Precalculus (6th Edition) Blitzer

The limit $\underset{x\to 2}{\mathop{\lim }}\,{{\left( 3{{x}^{2}}-10 \right)}^{3}}$ is 8. And the corresponding limit property is $\underset{x\to a}{\mathop{\lim }}\,{{\left[ f\left( x \right) \right]}^{n}}={{\left[ \underset{x\to a}{\mathop{\lim }}\,f\left( x \right) \right]}^{n}}={{L}^{n}}$, where $\underset{x\to a}{\mathop{\lim }}\,f\left( x \right)=L$ and $n$ is any integer.

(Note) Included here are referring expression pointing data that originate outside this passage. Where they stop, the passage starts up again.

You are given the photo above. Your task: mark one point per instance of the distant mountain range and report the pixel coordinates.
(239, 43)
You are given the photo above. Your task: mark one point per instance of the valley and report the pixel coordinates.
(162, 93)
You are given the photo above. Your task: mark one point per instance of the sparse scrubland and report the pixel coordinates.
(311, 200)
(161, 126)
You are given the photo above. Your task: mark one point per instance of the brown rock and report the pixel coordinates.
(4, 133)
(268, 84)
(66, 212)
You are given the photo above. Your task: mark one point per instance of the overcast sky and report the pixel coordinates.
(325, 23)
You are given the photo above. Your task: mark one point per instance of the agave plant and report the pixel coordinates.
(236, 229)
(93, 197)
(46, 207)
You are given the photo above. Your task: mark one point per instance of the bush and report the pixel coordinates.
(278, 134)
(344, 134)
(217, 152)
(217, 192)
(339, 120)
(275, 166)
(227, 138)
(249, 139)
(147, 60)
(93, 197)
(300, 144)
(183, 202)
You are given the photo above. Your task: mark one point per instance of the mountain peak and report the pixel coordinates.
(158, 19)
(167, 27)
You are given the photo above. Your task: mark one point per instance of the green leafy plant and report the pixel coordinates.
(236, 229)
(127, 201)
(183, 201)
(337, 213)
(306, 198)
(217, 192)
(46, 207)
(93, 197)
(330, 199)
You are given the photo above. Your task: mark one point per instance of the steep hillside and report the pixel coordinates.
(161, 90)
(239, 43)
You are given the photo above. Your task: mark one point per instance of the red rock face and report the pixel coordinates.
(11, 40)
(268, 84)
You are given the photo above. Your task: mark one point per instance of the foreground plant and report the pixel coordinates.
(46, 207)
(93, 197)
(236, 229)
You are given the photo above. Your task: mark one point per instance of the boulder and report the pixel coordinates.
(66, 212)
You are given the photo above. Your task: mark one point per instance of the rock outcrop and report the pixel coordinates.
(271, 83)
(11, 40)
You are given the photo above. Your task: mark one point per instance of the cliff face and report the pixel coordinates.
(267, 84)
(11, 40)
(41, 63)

Consider the given limit, $\underset{x\to 2}{\mathop{\lim }}\,{{\left( 3{{x}^{2}}-10 \right)}^{3}}$. First, find $\underset{x\to 2}{\mathop{\lim }}\,\left( 3{{x}^{2}}-10 \right)$. \begin{align} & \underset{x\to 2}{\mathop{\lim }}\,\left( 3{{x}^{2}}-10 \right)=\left( 3\times {{2}^{2}} \right)-10 \\ & =3\times 4-10 \\ & =12-10 \\ & =2 \end{align} The limit that is required is calculated by taking this limit, 2, and raising it to the third power. Thus, $\underset{x\to 2}{\mathop{\lim }}\,{{\left( 3{{x}^{2}}-10 \right)}^{3}}={{\left[ \underset{x\to 2}{\mathop{\lim }}\,\left( 3{{x}^{2}}-10 \right) \right]}^{3}}={{2}^{3}}=8$. In limit notation, the corresponding limit property is If $\underset{x\to a}{\mathop{\lim }}\,f\left( x \right)=L$ and $n$ is any integer, then $\underset{x\to a}{\mathop{\lim }}\,{{\left[ f\left( x \right) \right]}^{n}}={{\left[ \underset{x\to a}{\mathop{\lim }}\,f\left( x \right) \right]}^{n}}={{L}^{n}}$ In words, the limit of a function to a power is found by taking the limit of the function and then raising this limit to the power.